Many times Harrison was encouraged to study musical composition in Paris — or Europe more broadly — but he resisted several times against it due to his persistent role in promoting and promoting the reputation of his fellow American composers. Harrison moved to New York City in 1943 and served as a music critic for the Herald Tribune at the behest of fellow composer and tutor Virgil Thomson. During his stay on the East Coast, he met and befriended several modernist composers, including Carl Ruggles, Alan Hovhaness, and, most importantly, Charles Ives. Harrison would later dedicate himself to bringing Ives to the attention of the musical world, whose works had largely been dismissed or ignored up to that point. He engraved and conducted the premiere of Ives' Symphony No. 10 with the help of his mentor, Cowell. In return, the 3 (1910) family gets financial assistance from Ives. When Ives received the Pulitzer Prize for Music for that work, he gave half of the money to Harrison. Harrison edited a substantial number of Ives' works, receiving compensation often in excess of what he owed.

Harrison was a product of his creativity as well as being homeless and anxious while living in the city. A relationship with a dancer in Los Angeles had to be ended due to the relocation, a decision he had already regretted as he departed the West Coast more often. He had accumulated several painful ulcers by 1945, which he didn't have to treat as his nervous disorder deteriorated. Despite attempting to finish new music for publication, many of them (including one from Ives' commission) were violently broken up and blackened out by Harrison as he began to internalize the negative beliefs of his compositions and public image.

Extreme anxiety, a rigorous work schedule, and homophobic coworkers culminated in a serious nervous breakdown in May of 1947. Cage came to Harrison's assistance in helping him and bringing him to a psychiatric clinic in nearby Ossining. Harrison remained in the hospital for several weeks before moving to the New York Presbyterian Hospital. In the first few months, he wrote often to Cowell and his wife Sidney, expressing his deep regret and sadness for what seemed to be a futile career and adulthood.
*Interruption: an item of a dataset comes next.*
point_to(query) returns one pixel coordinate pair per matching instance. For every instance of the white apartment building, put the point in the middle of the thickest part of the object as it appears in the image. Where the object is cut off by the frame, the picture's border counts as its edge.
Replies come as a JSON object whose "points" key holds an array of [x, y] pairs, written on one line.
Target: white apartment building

At Harrison's behest, his recovery entailed nine months of intensive care and many more years of regular checkups. Several of his coworkers expected that his career would come to an end, but Harrison continued to function despite the pressure plaguing him. He created several works during his stay in the hospital, including a large portion of his Symphony on G (1952) and regularly painted.

He did, however, decide to return to California as soon as possible. "I long to live simply and well, but that just isn't possible here," Harrison wrote to his mother in a 1948 letter sent from the hospital.